Thursday, January 7, 2016

The Suck

I used to think I had things to say. Looking back I probably didn't and I certainly don't now. How that switch came about I'm not exactly sure, but it's probably having to do with my expectations of what is interesting.

Mostly I find I bore myself when I write. I try to have interesting thoughts and ideas to write about but...there's nothing.

Where was I going with this?

I can't remember but there's a quote, this quote by AJ Jacobs - whoever that is: Embrace the Suck.

Not the suck like "I suck"...

Sucks to suck, Eric
...but the hard uncomfortable stuff, the boring stuff that brings about results that aren't boring - the 4:30AM wake ups, going to the gym where you don't have any friends, eating the spinach, not eating all the things that you want to eat - all the things! - running when it's 5 degrees, going to bed early. Those things...they suck. They are gritty and beautiful and satisfying but then I'm like "It's Thursday and I DON'T WANT TO DO THAT. Any of that. I want to eat bread and chocolate and binge read fiction books and online shopping and not do anything at all on my To Do list. Sometimes I basically go to my Do Not Do list and do all those things - every one of them - because I look at that and I'm like Look at all these great things! and YOU CAN'T TELL ME WHAT TO DO and then I'm like WHY DO I SUCK MY LIFE IS FALLING APART and it's like Yeah well they were on the Do Not Do list for a reason and now you're sad and chubby. Should have listened to your rational self who wrote the Do Not Do List in a moment of clarity and ambition.

My life.


So yeah but what AJ was talking about was the gritty stuff, the stuff that only sucks when you're thinking about having to do it right now, but once you start you're exhilarated and once you're done you're happy and healthy.

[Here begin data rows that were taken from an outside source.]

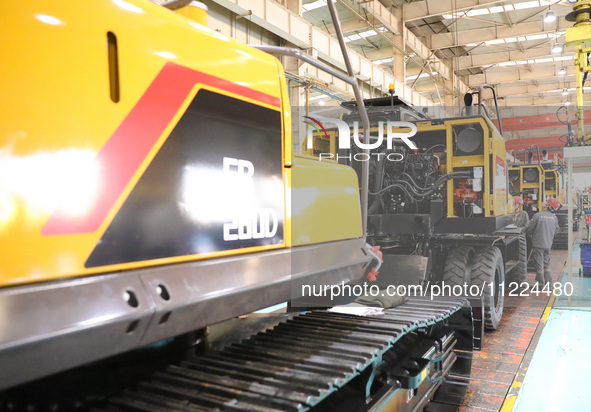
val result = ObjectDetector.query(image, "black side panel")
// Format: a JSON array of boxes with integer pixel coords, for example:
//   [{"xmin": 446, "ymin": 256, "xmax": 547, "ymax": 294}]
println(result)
[{"xmin": 86, "ymin": 90, "xmax": 284, "ymax": 267}]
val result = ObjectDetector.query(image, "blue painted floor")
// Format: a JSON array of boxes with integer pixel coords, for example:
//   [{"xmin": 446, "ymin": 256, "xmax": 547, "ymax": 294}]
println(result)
[
  {"xmin": 513, "ymin": 309, "xmax": 591, "ymax": 412},
  {"xmin": 513, "ymin": 240, "xmax": 591, "ymax": 412}
]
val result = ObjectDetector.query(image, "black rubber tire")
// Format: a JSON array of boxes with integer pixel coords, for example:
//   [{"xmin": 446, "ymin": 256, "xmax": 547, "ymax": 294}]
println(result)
[
  {"xmin": 443, "ymin": 246, "xmax": 474, "ymax": 285},
  {"xmin": 471, "ymin": 246, "xmax": 505, "ymax": 330},
  {"xmin": 506, "ymin": 233, "xmax": 528, "ymax": 282}
]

Those are the things I'm trying to do.

Who knew?
Embrace the suck.

I don't know if it ever stops sucking, but eventually you give up arguing with yourself about it, which really is the exhausting part, and don't even acknowledge that there is another option so it's no longer "This sucks" it's just "This is what I'm doing now". Wish we could just skip to that part. But that beginning This Sucks phase is part of the suck that must be embraced and so can't be skipped. At first my whiny side is all You want me to do what?! Don't be ridiculous! Have a nap, you're clearly unwell. Eventually, if the rational gritty self wins out enough, the whiny side tries a wheedling But...but...but...naps! And pastries! And eventually it just gives a perfunctory No but already knows the battle is lost. Or won. And my bad ass self is like YEAH SUCK IT.

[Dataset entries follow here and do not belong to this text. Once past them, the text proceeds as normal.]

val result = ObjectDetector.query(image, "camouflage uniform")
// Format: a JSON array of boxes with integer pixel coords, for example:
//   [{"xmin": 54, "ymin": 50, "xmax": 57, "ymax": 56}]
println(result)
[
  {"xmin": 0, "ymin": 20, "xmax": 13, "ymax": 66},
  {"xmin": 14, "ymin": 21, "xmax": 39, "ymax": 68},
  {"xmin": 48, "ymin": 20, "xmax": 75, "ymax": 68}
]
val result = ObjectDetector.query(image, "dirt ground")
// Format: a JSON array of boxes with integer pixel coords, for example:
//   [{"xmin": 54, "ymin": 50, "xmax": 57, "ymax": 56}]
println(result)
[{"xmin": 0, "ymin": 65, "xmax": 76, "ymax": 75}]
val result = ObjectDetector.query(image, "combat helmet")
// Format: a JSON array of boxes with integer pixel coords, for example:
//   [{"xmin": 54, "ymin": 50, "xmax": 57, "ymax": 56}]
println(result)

Also, I really miss riding my fucking bike (swearing is on the Do Not Do list but pretty sure it's the only thing on the list I haven't accomplished yet today and I like to be thorough). And I miss being at the point where I was fit enough that riding was fun. But anyway it's snowy and I don't have a fat bike and all my friends who ride are in another town so it's all beside the point. Moving is disruptive, everybody, I don't recommend it unless you're an adultier adult than I. Which is likely, let's be honest.


OK. Tomorrow I'll try to accomplish the other list. ONLY BEGIN. It's the only hard part, truth be told.

Embrace the suck! Be all THIS SUCKS...yeahhhhh, isn't it great?